For comparison, I’ve graphed the data in the third figure against a re-estimate of the ECA and NCS data conducted in 2002, which requires that individuals meet criteria for clinically significant and/or functional impairment. Clinical significance here is defined as another who has the symptoms of a disorder who has also done one of the following: i) talked to a health care professional about symptoms ii) found that symptoms interfered with everyday life or iii) is taking medication for symptoms. I’ve also graphed what the authors of this study propose as revised estimates for individual disorders (“Revised US”). This basically just looks like they picked the lowest estimate from either the ECA or NCS data an then used that lower count as an official prevalence estimate.
These revised criteria cut down significantly on the 12-month prevalence of mental illness, but they still greatly outstrip the CCHS data. In other words, the most comprehensive, nation-wide survey of Canadian mental illness appears to greatly underestimate mental illness rates, mostly because it just doesn’t count more than a handful of mental illnesses.

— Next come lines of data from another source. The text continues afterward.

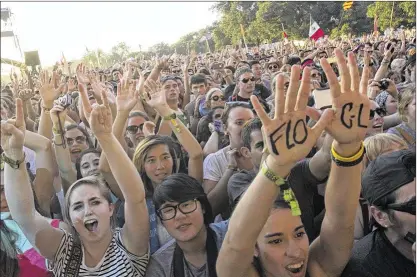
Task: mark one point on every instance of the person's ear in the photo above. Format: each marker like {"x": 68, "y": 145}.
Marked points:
{"x": 245, "y": 152}
{"x": 381, "y": 217}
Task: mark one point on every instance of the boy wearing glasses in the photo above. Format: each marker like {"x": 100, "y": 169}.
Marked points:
{"x": 389, "y": 186}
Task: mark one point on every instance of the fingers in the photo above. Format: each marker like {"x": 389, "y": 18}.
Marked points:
{"x": 343, "y": 70}
{"x": 279, "y": 96}
{"x": 20, "y": 121}
{"x": 331, "y": 78}
{"x": 304, "y": 91}
{"x": 323, "y": 122}
{"x": 363, "y": 86}
{"x": 291, "y": 96}
{"x": 84, "y": 98}
{"x": 354, "y": 73}
{"x": 259, "y": 109}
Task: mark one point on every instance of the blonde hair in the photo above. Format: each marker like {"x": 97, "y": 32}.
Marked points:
{"x": 93, "y": 181}
{"x": 379, "y": 144}
{"x": 405, "y": 99}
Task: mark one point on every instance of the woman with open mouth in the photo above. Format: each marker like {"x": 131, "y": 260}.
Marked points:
{"x": 266, "y": 236}
{"x": 88, "y": 244}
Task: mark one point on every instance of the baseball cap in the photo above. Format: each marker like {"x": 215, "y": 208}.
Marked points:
{"x": 387, "y": 173}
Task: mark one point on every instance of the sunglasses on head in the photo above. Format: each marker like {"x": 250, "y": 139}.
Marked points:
{"x": 217, "y": 98}
{"x": 407, "y": 207}
{"x": 381, "y": 112}
{"x": 133, "y": 129}
{"x": 246, "y": 80}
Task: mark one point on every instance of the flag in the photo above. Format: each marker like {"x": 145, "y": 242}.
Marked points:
{"x": 347, "y": 5}
{"x": 315, "y": 31}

A point to make about these revised criteria is that although they appear to reduce the prevalence of mental illness into a more reasonable range (i.e. which is less likely to categorize people with “typical” life problems as being mentally ill), it’s still not clear that this study identifies the people who actually have mental illness. That’s because what’s actually happening is these new criteria re-define illness in terms of treatment need or treatment-seeking. But in many cases individuals with true mental illness may not seek treatment, and those without may very well go to the doctor for medication anyways. So this doesn’t answer the most important question for us: how many of these people (as many as 15-20% per year, see Figure 3 above) who have the symptoms of mental illness and who are also seeking treatment may not actually need that treatment? And how many individuals with real disorders, who either don’t have severe symptoms yet but soon will, or whose potentially severe symptoms don’t meet the cut (e.g. about 30% of people with suicidal ideation, significant loss of work were excluded according to the new criteria), aren’t getting the help they need?
I will try to begin addressing the first group in a future post with some data on prescription drugs use for mental illness.